Grounded in Reality: Learning and Deploying Proactive LLM from Offline Logs
Abstract
Large language models (LLMs) are strong passive responders, but learning to proactively elicit information—asking the right questions and stopping at the right time—remains difficult. Existing approaches, such as optimizing turn-level attributes or relying on user simulators to generate training trajectories, often struggle with a persistent reality gap. We propose \texttt{Learn-to-Ask}, a simulator-free framework that learns proactive questioning policies directly from offline expert conversations.
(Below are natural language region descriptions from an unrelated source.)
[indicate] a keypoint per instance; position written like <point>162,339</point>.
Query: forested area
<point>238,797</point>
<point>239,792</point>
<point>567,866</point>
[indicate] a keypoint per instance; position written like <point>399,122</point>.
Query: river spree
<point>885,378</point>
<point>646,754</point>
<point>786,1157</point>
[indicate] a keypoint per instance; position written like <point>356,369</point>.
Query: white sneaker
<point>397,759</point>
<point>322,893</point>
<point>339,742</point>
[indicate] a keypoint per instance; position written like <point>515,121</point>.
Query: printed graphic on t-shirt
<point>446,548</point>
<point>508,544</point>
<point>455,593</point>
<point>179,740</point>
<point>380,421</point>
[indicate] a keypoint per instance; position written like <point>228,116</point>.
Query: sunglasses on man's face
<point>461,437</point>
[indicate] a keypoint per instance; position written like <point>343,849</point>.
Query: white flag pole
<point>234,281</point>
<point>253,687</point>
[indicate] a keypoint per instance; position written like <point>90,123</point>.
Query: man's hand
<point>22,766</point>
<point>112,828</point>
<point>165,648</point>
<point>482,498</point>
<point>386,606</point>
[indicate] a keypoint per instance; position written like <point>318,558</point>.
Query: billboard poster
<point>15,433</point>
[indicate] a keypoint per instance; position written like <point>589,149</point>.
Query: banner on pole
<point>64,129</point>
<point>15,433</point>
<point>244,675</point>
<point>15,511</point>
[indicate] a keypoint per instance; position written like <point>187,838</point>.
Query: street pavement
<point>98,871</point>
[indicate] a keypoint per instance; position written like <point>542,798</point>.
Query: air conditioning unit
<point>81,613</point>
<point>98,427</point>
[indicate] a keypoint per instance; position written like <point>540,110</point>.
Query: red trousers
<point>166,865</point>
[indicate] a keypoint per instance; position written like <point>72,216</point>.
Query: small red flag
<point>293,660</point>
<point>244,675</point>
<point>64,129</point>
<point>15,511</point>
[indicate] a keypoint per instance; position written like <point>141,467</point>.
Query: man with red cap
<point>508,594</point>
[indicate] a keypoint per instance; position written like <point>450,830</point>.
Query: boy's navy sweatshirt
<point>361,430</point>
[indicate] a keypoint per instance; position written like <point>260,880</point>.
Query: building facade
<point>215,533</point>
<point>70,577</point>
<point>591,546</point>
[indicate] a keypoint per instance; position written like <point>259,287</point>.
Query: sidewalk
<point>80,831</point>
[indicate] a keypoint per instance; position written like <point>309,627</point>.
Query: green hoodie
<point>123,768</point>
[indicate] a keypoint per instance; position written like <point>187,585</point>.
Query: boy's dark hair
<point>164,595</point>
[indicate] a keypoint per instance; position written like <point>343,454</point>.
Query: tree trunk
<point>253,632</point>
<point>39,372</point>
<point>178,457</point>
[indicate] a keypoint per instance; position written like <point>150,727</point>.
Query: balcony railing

Our key insight is to leverage the \textbf{observed future} of each expert trajectory to derive dense, turn-level rewards that reflect expert long-horizon strategy, reducing policy learning to a sequence of supervised learning tasks that jointly enable LLMs to know \textbf{what to ask} and \textbf{when to stop}. To ensure the LLM-generated contents, such as reward fidelity and sampling quality, align with expectations, we further introduce an automated pipeline that calibrates the prompts with minimal human supervision. Across multiple datasets and model scales, \texttt{Learn-to-Ask} consistently improves proactive information-seeking behavior. We also report a large-scale real-world deployment where the trained agent surpasses an internal expert baseline under professional audit, which demonstrates the effectiveness of our framework and our rewards as a reality-validated proxy metric for LLM proactivity.